Includes: BMO, CF, CM, OLN, PCL, RY, SPY
by: Chris Damas

The S&P 500 has approached its 200 day moving average for the fourth time in the past fourteen trading days, on May 27, June 3, and again Monday and yesterday. Today should see the S&P 500 break out to the upside.

The DJIA at 10,336, is putting in another good performance, up 145 points to exceed Monday’s high of 10,328.

But the S&P 500 200-day moving average is a moving target.

As the market has recovered, the 200 day keeps creeping higher as well. It was 1,105 a few days ago.

Currently (1:30 pm) we have:

  • S&P 500 index: 1,107.11
  • 200 Day MA: 1,108.26

My prediction is that today’s May US Industrial Production number will catapult the S&P through this level, consider by many technicians and traders to be a key ceiling, and then much higher.

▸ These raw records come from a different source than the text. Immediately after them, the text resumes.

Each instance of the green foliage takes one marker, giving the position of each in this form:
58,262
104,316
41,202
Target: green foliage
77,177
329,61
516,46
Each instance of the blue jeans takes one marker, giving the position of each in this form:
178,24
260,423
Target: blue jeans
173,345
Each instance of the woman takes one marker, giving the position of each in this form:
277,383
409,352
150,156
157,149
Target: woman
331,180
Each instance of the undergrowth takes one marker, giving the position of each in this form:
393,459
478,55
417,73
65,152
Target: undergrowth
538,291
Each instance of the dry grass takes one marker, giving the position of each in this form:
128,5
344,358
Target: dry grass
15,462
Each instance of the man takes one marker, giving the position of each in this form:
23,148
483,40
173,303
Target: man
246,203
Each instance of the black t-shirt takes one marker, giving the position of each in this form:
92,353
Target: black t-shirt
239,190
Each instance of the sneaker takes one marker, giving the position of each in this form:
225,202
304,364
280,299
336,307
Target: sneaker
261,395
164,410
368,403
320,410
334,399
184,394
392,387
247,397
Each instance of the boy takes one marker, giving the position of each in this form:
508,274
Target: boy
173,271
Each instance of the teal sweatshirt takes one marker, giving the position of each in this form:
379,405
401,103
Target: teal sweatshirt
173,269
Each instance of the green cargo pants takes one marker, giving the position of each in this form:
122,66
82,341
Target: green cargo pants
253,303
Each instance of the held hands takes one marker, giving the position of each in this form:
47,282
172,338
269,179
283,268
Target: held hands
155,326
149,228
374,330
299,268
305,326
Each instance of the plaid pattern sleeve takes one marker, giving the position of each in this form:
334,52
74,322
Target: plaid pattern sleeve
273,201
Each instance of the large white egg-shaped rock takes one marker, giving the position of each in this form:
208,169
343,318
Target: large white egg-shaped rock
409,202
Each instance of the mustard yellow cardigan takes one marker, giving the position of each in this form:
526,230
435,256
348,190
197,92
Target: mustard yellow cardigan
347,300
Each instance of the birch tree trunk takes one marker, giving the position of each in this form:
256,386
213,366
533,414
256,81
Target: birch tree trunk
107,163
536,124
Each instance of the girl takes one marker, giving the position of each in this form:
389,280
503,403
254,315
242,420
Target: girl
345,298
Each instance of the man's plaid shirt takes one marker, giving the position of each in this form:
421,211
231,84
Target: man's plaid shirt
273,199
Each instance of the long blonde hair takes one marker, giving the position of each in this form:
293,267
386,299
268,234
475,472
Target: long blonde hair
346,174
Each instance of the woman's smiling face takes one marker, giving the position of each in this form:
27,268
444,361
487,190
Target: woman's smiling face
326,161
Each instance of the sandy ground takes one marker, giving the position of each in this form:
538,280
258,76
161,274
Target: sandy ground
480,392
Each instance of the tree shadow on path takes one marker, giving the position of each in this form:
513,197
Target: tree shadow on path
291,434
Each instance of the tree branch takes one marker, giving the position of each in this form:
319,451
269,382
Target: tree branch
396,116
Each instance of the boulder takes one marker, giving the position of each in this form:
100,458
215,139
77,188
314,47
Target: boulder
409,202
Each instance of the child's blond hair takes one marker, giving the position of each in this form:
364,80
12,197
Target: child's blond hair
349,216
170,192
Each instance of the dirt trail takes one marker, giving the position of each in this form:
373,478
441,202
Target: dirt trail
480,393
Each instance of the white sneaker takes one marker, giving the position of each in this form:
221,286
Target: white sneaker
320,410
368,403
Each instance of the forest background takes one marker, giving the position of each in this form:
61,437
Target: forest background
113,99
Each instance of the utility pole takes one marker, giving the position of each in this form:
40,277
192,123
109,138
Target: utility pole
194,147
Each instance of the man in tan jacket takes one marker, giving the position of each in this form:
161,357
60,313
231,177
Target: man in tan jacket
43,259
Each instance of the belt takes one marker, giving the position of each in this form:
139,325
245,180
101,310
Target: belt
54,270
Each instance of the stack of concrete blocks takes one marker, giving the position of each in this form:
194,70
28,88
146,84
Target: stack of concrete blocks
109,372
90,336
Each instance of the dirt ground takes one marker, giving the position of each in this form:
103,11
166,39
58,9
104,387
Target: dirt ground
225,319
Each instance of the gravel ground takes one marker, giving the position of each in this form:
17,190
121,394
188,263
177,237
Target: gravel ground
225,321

The consensus for the May IP number is 1.0% (Bloomberg) with a range of 0.6% to 1.6%.

My bottom’s up research has shown me that industrial activity is alive and doing very well state-side.

We expect the May IP number to have a “2” handle with an uptick in capacity utilization to the 75% level.

We already have seen a good indication Canadian manufacturing is growing – April sales, admittedly a pre-euro crisis number, were up 0.2% and have been steadily up all year. Capacity utilization up here climbed to 74.2% in Q1 from 71.3%.

Lower labor costs, lower energy costs, and decent operating leverage combined with good US export pricing is going to lead an industry-led resurgence in the US economy that supersedes the weak consumer situation.

May US export prices announced yesterday, were up 0.7% and up 5.8% year over year. This is indicative that May industrial production growth announced today will be better than expected.

Everyone is waiting for the notorious month of May to be revealed in troubling economic data, from the USA, Europe and China.

Tack on the threat to Europe of a default in Greek sovereign debt, which we predicted as a strong possibility several months ago, and now people are openly discussing it as a foregone conclusion.

Admittedly, the US housing market is weak, and the May Building Permits number should be lousy, as was the National Association of Home Builder confidence Index, which was only 17, down from 22 in April.

But this is a dead-house (I mean horse), that has been beaten to death and is no longer relevant to the major DJIA companies that don’t sell houses and make more of their sales in Asia and Europe rather than the USA.

This leads to this conclusion:

The markets have discounted most worries and would require a major, unforeseen event to go lower.

I don’t see one (I’ve predicted the Greek default, euro collapse and so-on so cannot consider these “new”).

The way to play this market is through ETFs and Index futures. In particular, we have been buying the XFN (Canadian Financials Capped Index).

We think the Canadian bank stocks are a bargain and started buying them Monday.

The Canadian bank stocks have been beaten down due to fears of “Fin Reg” in the USA, and the possibility of a bank capital tax coming out of the Basel talks. We feel the former has been discounted by the banks. The latter turned out to be a non-starter and successfully defeated by the Conservative Federal Government, hosts to the G-20 and G-8 later this month.

Here’s our Canadian bank buy list:

  • Bank of Montreal (NYSE:BMO)
  • Royal Bank (NYSE:RY)
  • iShares S&P/TSX Capped Financial Index Fund (XFN)

US Buy List:

  • CF Industries (NYSE:CF)
  • Olin (NYSE:OLN)
  • Plum Creek Timber REIT (NYSE:PCL)
  • iShares S&P 500 Index Fund CAD-Hedged [XSP.TO]

Buys in the Canadian small-cap industrial sector include:

  • Canexus Income Fund [CUS.UN]
  • Cascades Inc. [CAS]
  • Noranda Income Fund [NIF.UN]

Post Script: The S&P 500 (SPX) closed at 1,115.25, well above its 200 Day MA.